The board, she wrote, was "made aware that if Robinson won the contract 100% of our drivers would be there in the morning. We would finish the year for Durham and move past this entire mess."
Knapp, who drives the afternoon special ed bus from Du Quoin to Carbondale and Murphysboro, ended by saying she would be at work on Monday.
•••
Hickam said the district can absorb the additional expense of the higher First Student bid, partly because during the pandemic the government has been funding schools better than before.
If pressed, he added, District 300 can also move money from other funds into their transportation fund, although he cautioned against taking money from the Education Fund, which pays salaries and benefits and buys teaching supplies.
On Friday, Taylor said district parents have overwhelmingly been supportive of drivers, even though "we made it tough on them today."
"It's tough on parents, we don't want to put them in that position," she added, saying she was grateful for the many private messages, texts and Facebook posts.

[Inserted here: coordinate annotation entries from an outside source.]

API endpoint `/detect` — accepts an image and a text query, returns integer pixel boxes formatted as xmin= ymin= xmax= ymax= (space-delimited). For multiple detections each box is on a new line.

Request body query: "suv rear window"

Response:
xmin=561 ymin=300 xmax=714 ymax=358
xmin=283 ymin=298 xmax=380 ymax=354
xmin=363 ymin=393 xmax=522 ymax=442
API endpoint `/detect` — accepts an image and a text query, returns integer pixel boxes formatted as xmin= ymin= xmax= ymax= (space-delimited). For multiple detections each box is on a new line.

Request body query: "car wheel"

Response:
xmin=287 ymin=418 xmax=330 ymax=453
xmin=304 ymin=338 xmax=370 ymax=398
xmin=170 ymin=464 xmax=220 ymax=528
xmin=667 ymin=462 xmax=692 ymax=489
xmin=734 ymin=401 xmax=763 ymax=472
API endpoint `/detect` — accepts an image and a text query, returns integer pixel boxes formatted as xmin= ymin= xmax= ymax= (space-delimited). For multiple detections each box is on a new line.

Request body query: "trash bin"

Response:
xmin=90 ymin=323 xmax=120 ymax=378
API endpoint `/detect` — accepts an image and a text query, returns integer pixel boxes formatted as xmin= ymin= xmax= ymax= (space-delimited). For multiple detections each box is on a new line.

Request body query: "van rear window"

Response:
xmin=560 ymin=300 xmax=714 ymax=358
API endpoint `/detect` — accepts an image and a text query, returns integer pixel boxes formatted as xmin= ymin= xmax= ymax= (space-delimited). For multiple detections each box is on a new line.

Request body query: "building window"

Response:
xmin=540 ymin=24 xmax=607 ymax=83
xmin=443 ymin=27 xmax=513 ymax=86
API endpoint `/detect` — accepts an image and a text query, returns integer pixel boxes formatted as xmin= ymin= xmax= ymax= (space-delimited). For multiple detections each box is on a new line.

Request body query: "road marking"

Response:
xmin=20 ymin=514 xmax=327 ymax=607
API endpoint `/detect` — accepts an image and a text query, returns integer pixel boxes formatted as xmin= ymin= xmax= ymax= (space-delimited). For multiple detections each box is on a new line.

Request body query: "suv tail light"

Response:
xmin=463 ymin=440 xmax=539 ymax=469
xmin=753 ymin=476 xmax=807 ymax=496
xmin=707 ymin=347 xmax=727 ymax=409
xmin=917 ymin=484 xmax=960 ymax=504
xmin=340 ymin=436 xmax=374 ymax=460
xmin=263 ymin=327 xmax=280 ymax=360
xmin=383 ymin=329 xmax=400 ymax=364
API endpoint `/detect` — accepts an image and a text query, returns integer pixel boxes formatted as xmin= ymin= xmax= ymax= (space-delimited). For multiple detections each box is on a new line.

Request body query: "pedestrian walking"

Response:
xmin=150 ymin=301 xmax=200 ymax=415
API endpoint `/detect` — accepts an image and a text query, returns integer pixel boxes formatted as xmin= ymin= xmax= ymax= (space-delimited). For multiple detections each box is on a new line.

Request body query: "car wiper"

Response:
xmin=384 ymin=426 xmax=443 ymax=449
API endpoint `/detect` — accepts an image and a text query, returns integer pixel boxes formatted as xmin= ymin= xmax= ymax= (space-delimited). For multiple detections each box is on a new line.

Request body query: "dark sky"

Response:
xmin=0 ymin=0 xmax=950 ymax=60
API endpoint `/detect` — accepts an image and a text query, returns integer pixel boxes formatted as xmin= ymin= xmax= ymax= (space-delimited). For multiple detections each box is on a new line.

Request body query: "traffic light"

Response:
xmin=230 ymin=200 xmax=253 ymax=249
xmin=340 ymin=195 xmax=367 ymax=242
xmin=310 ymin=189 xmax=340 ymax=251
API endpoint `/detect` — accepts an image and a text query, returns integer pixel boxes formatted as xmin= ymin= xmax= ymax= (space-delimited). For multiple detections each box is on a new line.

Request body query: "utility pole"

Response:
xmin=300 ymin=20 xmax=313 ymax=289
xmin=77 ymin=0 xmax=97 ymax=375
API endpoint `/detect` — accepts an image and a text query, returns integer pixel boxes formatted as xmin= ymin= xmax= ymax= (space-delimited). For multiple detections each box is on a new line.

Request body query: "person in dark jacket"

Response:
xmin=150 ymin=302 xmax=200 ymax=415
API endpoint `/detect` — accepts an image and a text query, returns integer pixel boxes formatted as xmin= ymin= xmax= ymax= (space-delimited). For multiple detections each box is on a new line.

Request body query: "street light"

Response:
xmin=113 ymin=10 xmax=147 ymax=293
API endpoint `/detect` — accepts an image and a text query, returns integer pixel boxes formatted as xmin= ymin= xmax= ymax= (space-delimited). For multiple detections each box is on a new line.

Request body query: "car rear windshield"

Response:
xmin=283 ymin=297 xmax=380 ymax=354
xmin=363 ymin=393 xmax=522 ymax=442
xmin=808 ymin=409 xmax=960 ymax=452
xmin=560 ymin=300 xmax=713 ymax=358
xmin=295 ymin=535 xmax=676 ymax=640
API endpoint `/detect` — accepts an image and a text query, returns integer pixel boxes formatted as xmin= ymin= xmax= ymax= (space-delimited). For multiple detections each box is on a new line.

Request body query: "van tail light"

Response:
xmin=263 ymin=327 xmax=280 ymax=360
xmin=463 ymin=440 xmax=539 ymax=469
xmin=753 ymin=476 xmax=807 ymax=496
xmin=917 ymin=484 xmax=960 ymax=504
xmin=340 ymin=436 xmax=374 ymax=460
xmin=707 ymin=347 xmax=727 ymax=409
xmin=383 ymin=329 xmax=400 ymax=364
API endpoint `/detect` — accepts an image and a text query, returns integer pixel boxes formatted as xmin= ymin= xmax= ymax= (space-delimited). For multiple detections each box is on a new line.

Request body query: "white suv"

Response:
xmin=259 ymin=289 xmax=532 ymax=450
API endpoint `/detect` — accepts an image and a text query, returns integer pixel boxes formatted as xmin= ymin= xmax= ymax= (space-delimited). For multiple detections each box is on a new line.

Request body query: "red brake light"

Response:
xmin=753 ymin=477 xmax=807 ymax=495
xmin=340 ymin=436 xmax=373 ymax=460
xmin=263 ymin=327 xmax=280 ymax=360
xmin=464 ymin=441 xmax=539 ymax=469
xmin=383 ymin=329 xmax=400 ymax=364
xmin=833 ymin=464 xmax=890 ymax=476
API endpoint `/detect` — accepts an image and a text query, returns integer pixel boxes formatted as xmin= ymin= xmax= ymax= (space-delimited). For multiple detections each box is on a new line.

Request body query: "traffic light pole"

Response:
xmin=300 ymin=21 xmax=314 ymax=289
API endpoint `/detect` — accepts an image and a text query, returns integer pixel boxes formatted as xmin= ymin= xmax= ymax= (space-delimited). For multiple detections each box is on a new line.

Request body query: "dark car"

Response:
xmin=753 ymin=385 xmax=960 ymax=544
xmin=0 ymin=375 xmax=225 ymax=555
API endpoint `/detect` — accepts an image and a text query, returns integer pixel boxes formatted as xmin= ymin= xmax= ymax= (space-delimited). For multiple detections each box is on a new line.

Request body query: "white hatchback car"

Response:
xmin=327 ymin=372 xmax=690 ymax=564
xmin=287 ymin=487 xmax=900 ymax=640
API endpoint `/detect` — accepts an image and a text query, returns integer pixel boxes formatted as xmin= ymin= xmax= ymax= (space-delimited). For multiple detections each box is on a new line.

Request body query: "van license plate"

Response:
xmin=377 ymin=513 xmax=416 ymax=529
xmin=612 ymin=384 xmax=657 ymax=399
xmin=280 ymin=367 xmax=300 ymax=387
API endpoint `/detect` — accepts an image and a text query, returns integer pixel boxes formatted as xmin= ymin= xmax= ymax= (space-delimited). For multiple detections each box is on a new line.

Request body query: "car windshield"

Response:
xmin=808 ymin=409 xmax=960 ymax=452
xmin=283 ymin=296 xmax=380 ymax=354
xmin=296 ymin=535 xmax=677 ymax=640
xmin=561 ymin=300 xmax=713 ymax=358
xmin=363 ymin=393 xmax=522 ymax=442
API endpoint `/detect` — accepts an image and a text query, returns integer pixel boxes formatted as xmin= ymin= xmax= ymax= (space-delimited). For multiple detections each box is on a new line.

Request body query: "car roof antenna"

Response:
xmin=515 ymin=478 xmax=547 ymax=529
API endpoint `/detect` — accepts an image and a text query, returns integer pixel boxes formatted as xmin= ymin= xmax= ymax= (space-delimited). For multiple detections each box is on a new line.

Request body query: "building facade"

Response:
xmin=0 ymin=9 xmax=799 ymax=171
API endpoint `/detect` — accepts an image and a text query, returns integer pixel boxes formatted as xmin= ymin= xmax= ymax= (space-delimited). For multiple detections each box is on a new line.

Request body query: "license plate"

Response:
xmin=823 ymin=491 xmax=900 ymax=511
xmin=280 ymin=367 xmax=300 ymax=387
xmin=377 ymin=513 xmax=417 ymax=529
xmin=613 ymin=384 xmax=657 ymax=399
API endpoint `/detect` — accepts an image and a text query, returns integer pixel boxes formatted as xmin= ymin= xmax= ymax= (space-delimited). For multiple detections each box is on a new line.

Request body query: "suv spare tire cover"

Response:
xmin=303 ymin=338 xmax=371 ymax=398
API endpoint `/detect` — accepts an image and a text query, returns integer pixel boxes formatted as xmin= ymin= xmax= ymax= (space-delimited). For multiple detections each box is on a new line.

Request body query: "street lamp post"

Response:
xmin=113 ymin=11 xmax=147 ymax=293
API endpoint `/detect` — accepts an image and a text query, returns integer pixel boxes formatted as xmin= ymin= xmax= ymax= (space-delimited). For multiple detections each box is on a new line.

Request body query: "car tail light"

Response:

Hickam added he wasn't sure if any parents and students were caught unawares Friday morning that school was called off, but suspects some were.
He said he texted families about an hour after Thursday's meeting, when it became clear to school officials that Durham wasn't going to be able to staff enough buses on Friday to cover the walkout. He followed that up with another text and an email Friday morning.
The new contract will be the first one awarded by District 300 since 2012. That three-year contract went to Durham, and when it expired in 2015, the school board approved a series of one-year extensions. Those were years when school districts were unsure of how much state aid they would be getting, and the extensions saved the district money, Hickam said.
Taylor said she and the other drivers would love to continue driving for District 300. Already on Friday, she said, some drivers were getting calls from other student transportation companies, offering employment.
"I am super-attached to my Du Quoin kids," said Knapp.
"Every one of us wants to be there," she added. "We aren't just driving random kids, we know them by their names and we know their families."